Carolyn Thomas from Victoria, Canada, was out for a morning walk in 2008 when the 58-year-old felt “out of the blue” sick. Pain engulfed the center of her chest and radiated over her left arm. She was nauseous and sweaty.
The emergency room doctor ran a few heart tests, then told Thomas: “You are in the right demographic for acid reflux. Go home and see your family doctor for a prescription for antacids. ”
But regular antacids for a few weeks did nothing for her symptoms. Thomas the fire heartburn, has a lack of energy to walk, and felt as if she had parked a Mack truck on her chest.
Fearing she was dying, Thomas returned to the ER. It was then that she learned that the pain in her chest and arm pain was a widower. heart attack – 95 percent of one of her coronary arteries was blocked.
A Shock for the Heart
Thomas and everyone who knew her was shocked that she was serious coronary heart disease (CAD). She was fit, healthy and did not smoke. She discusses her case in her blog, Heart Sisters, about women and heart disease.
“The most common question,” says Thomas, “was ‘How could you, of all people, have a heart attack?'”
It seems her friends wanted to believe that Thomas, a distance runner for almost 20 years, had somehow brought the disease upon herself.
“The questioner needs reassurance that this bad thing will not happen to them, so they are looking for answers to confirm their unrealistic belief that bad things happen to other people, not to me,” says Thomas.
But those on the other end of the interrogation, she says, may feel unfairly judged.
Heart attacks can happen to people who feel and look healthy. Most people with coronary heart disease have one or more risk factors, such as high cholesterol or high blood pressure, and otherwise feel good. But a small number do not have any of the typical risk factors, says Deepak L. Bhatt, MD, executive director of interventional cardiovascular programs at Brigham and Women’s Hospital Heart & Vascular Center in Boston.
Thomas wonders if people would rather believe that she had a heart attack because she smoked or had diabetes. “It could mean that my heart disease was self-inflicted,” she says.
Two years after her heart attack, Thomas discovered that she did have something that increased her chances of heart disease: a history of dangerously high blood pressure (preeclampsia) during pregnancy. Early menopause and polycystic ovary syndrome are also risk factors. These things are unavoidable and “certainly not self-inflicted,” says Thomas.
Thomas says even though a classic risk factor such as obesity leads to heart disease, there is still no justification for judgmental attitudes.
“Blaming the patient is an attempt to reinforce the belief that this diagnosis can never affect me or my family,” she says.
Why heart disease does not get enough love
You’ve probably heard that October is Breast Cancer Awareness Month. But Thomas says there is a shocking awareness of heart disease, even though more women are dying from it in the US than from all forms of cancer combined.
“Breast cancer is widely regarded as a tragic diagnosis that attacks the innocent out of the blue,” says Thomas. But heart disease remains misunderstood.
One Heart Sisters blog reader remembers a conversation between co-workers after her own heart attack:
“They talked about breast cancer awareness. I said it was a worthy cause, but did they know that heart disease is actually the no. 1 is a killer of women? And one woman answered, ‘Yes, but you bring it upon yourself. If you take care of yourself, you will not have a heart problem! “
Bhatt, the Brigham and Women’s doctor, is not surprised. “If patients have cancer, it is very rare for people to blame them for their illness. There is a bit more blame that tends to happen with heart disease because the typical risk factors are widely known.
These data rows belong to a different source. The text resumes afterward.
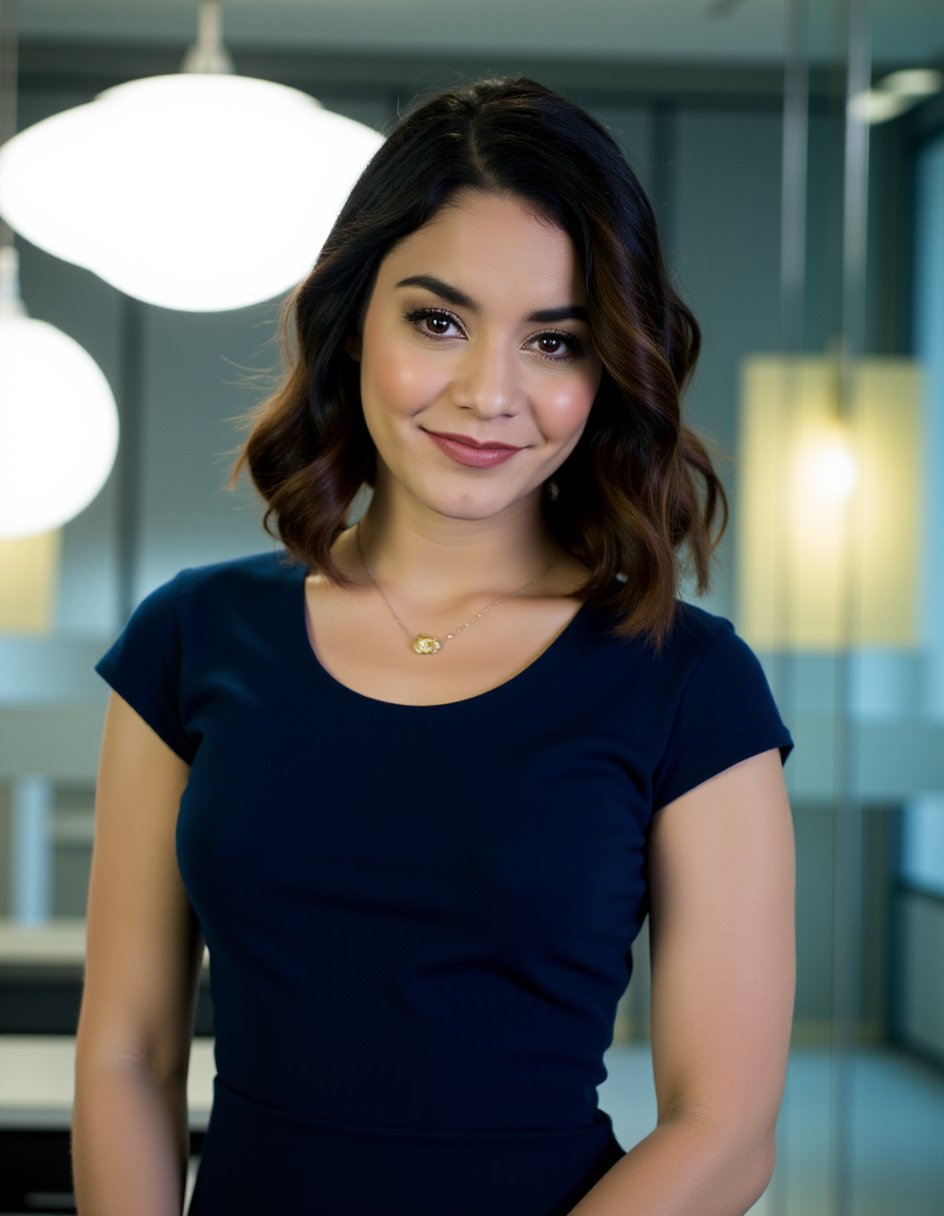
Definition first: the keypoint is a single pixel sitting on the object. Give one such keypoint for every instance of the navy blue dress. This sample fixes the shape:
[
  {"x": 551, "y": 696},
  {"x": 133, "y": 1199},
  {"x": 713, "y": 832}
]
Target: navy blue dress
[{"x": 419, "y": 918}]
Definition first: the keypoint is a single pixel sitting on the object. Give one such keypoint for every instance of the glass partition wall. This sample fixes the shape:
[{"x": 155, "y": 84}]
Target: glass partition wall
[
  {"x": 852, "y": 607},
  {"x": 804, "y": 213}
]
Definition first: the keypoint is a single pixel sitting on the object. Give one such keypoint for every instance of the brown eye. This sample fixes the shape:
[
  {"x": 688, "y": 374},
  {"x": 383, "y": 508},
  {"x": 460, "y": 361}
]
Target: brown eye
[
  {"x": 557, "y": 347},
  {"x": 433, "y": 322}
]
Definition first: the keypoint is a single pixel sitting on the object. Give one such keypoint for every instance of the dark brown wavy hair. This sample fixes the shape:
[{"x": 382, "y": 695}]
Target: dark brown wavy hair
[{"x": 639, "y": 489}]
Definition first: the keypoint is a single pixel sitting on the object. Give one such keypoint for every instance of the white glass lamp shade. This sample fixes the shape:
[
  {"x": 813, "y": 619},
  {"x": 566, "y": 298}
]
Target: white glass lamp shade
[
  {"x": 58, "y": 427},
  {"x": 194, "y": 191}
]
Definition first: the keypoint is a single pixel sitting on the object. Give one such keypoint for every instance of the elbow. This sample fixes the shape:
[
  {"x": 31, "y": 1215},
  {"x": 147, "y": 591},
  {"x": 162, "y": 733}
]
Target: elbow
[{"x": 759, "y": 1169}]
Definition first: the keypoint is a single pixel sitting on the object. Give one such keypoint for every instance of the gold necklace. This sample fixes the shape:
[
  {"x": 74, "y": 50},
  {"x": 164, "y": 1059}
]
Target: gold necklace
[{"x": 428, "y": 643}]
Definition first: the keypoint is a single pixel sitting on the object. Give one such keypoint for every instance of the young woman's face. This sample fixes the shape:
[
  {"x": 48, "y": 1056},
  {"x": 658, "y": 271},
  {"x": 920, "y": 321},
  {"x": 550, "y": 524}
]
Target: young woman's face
[{"x": 477, "y": 367}]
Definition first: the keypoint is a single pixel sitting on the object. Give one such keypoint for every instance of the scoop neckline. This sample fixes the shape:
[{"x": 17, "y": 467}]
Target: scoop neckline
[{"x": 346, "y": 690}]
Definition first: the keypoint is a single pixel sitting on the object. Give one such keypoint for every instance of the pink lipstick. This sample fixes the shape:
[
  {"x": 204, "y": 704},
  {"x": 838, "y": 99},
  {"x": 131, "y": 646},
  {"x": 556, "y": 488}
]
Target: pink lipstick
[{"x": 467, "y": 451}]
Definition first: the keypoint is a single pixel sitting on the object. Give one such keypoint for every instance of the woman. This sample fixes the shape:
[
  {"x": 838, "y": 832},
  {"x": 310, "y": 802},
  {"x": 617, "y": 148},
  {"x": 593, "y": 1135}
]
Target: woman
[{"x": 428, "y": 776}]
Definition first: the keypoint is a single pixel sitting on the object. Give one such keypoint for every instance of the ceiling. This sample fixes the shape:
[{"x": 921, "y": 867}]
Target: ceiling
[{"x": 708, "y": 31}]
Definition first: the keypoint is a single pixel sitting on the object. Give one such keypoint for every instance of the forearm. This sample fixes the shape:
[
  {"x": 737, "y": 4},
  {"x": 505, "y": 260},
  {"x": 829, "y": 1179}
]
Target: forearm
[
  {"x": 686, "y": 1165},
  {"x": 129, "y": 1142}
]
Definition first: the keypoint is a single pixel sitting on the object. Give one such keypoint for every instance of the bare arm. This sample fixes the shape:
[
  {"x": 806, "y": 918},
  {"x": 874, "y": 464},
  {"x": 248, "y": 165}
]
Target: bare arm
[
  {"x": 723, "y": 977},
  {"x": 141, "y": 972}
]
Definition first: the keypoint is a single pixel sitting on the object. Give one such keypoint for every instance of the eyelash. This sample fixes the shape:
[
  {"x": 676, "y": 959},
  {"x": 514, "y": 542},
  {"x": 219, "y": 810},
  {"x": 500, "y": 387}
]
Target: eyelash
[{"x": 416, "y": 316}]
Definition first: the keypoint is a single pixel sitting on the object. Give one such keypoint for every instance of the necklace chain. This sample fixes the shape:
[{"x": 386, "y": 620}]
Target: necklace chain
[{"x": 428, "y": 643}]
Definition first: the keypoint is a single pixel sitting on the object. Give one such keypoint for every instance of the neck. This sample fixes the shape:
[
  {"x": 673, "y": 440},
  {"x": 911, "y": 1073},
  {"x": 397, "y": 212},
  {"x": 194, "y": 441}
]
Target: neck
[{"x": 440, "y": 558}]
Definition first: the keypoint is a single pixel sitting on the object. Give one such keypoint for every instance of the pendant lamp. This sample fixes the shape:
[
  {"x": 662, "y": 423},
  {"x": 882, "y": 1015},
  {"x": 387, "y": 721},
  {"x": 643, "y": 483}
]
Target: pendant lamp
[
  {"x": 200, "y": 191},
  {"x": 58, "y": 423}
]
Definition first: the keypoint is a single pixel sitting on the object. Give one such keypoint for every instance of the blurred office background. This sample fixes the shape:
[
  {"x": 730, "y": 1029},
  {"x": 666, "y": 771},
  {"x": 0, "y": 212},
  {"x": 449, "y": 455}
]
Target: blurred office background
[{"x": 804, "y": 217}]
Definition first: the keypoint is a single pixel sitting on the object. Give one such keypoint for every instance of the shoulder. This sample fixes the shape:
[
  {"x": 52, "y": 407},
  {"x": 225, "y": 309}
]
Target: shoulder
[
  {"x": 695, "y": 632},
  {"x": 241, "y": 574}
]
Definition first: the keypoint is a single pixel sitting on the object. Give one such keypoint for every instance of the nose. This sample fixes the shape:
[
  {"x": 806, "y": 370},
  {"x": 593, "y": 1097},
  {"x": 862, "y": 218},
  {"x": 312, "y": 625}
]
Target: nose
[{"x": 487, "y": 380}]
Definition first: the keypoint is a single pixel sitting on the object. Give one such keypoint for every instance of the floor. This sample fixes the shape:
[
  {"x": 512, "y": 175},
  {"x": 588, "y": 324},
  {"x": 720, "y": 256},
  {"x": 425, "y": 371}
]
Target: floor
[{"x": 892, "y": 1146}]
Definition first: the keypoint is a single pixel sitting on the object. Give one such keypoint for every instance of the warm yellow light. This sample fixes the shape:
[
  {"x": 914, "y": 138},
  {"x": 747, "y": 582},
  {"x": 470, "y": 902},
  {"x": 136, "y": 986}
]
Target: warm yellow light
[
  {"x": 829, "y": 510},
  {"x": 827, "y": 469},
  {"x": 28, "y": 568}
]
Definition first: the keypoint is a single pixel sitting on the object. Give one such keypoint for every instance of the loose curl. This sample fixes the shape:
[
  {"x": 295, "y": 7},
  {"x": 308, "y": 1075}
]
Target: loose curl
[{"x": 639, "y": 488}]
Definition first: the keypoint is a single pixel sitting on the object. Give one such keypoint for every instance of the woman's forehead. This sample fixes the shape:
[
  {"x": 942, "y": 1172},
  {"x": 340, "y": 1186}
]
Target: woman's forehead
[{"x": 490, "y": 242}]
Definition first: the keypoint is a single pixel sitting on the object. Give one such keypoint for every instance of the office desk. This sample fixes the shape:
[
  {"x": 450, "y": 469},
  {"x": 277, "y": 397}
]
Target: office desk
[{"x": 35, "y": 1113}]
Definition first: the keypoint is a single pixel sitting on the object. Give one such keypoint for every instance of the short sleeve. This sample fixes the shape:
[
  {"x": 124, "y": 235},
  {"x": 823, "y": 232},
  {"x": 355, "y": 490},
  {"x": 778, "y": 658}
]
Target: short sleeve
[
  {"x": 725, "y": 715},
  {"x": 145, "y": 666}
]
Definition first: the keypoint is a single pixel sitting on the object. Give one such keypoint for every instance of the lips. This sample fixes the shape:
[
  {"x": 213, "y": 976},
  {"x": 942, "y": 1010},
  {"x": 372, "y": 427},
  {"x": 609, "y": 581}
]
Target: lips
[{"x": 465, "y": 450}]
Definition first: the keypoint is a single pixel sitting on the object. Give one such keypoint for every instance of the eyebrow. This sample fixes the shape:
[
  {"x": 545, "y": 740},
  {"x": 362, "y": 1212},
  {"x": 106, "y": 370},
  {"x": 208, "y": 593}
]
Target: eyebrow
[{"x": 453, "y": 296}]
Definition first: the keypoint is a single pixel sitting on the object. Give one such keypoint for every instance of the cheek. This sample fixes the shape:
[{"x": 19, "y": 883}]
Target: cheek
[
  {"x": 567, "y": 409},
  {"x": 397, "y": 380}
]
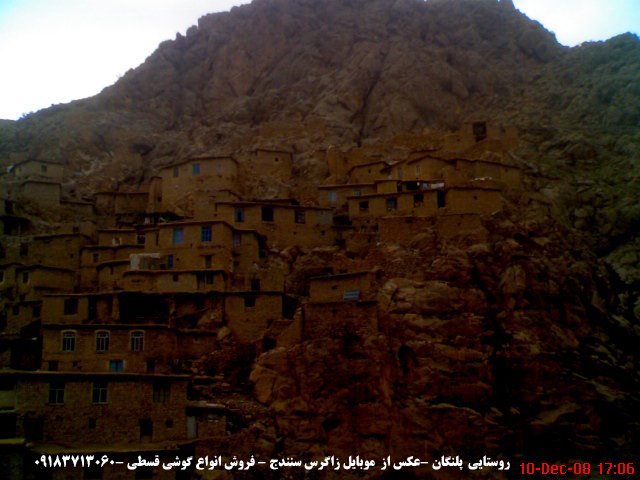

Escape the “Judgment Zone”
Thomas says it is human nature for family, friends and co-workers to express curiosity about major events. One way she handles the potential for too many nose questions is to choose her listeners carefully. People you expect will be able to disappoint supportively. Or you might get sympathetic ears from the most unlikely places.
Ironically, your loved ones may not be the best listeners when you talk about them, because they may be too worried about you. “These people want and need to hear us say we are better now and to return to normal and that our frightening health crisis is over so they can relax,” says Thomas.
Thomas also says you can choose who you trust. If you are uncomfortable sharing, a generic response is fine. For example, say, “Thank you for asking. I’ll know more about it after my cardiologist follow-up appointment.”
One of Thomas’ Heart Sisters readers prefers to simply say, “I now have more questions than answers.”